Ali Vaez, direktur Proyek Iran di International Crisis Group, mengatakan administrasi Trump telah menegaskan bahwa para pemimpin Uni Eropa telah membuang-buang waktu mereka mencoba meyakinkan presiden untuk tetap menjadi pihak dalam kesepakatan dan bahwa sekarang ada "celah di tengah Atlantik. "

"Pesannya ke Eropa sekarang jelas: 'Bergabunglah dengan saya dalam mengubah bukan perilaku Iran, tetapi rezimnya,'" kata Vaez. "Pidato Pompeo lebih lanjut membuktikan bahwa tidak ada jalan tengah yang bisa dieksplorasi dengan pemerintahan Trump. Eropa harus menjalani nasibnya sendiri."

Strategi AS tampaknya untuk menerapkan tekanan ekonomi yang akan menciptakan ketidakstabilan politik domestik di Iran yang akan menantang rezim secara langsung. Namun, sanksi AS sepihak tidak akan seefektif langkah internasional yang telah membawa Iran ke meja negosiasi JCPOA.

Sanksi internasional tersebut menghukum, tetapi sanksi itu hanya efektif karena lingkup internasionalnya. Untuk Cina, Rusia dan Uni Eropa, kembali ke sanksi tersebut tidak menjadi pilihan selama Iran mematuhi perjanjian nuklir.

"Ide menerapkan kembali sanksi, yang akan menyengsarakan rakyat Iran dengan kedok membantu mereka, bukan hanya sangat tidak koheren: Ini juga secara langsung merusak pendekatan kebijakan yang dipilih sekutu Amerika di Eropa," kata Esfandyar Batmanghelidj, pendiri jaringan bisnis Forum Eropa-Iran.

"Eropa terus bertaruh pada dialog dan keterlibatan, termasuk keterlibatan ekonomi, dan mendapatkan hasil, sejauh ini menjaga Iran tetap dalam perjanjian setelah Trump melanggar dan membatalkan kesepakatan," katanya. "Keretakan trans-Atlantik hanya menjadi semakin dalam."

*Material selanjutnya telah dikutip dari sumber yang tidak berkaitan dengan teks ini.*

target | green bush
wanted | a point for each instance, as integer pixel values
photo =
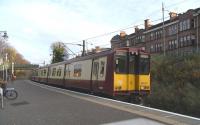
(175, 84)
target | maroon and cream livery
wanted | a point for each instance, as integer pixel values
(104, 72)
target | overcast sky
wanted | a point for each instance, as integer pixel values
(32, 25)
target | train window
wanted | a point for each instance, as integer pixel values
(59, 72)
(96, 68)
(144, 64)
(49, 72)
(54, 72)
(77, 70)
(67, 71)
(132, 63)
(45, 72)
(102, 68)
(121, 62)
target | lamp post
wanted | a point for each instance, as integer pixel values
(5, 36)
(163, 28)
(83, 45)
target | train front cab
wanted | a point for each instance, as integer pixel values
(132, 73)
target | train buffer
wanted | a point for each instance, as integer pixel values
(41, 104)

Sementara itu, analis mengatakan pelanggaran AS terhadap JCPOA hanya memperkuat persepsi di Iran bahwa AS tidak dapat dipercaya. Panggilan pemerintahan Trump kepada rakyat Iran untuk bangkit melawan pemimpin negara dan ancaman terselubung perubahan rezim juga akan mengeraskan tekad kepemimpinan Iran.

"Bahkan jika AS dapat memberikan tekanan maksimum pada Teheran, tindakan sulit semacam itu tidak mungkin dapat meyakinkan seorang pemimpin Iran yang tampaknya yakin bahwa satu-satunya hal yang lebih berbahaya daripada ancaman ini adalah menyerah padanya," kata Vaez. "Administrasi Trump mungkin percaya bahwa mereka telah menyusun strategi baru untuk Iran, tetapi, di mata para pemimpin Iran, itu sama saja."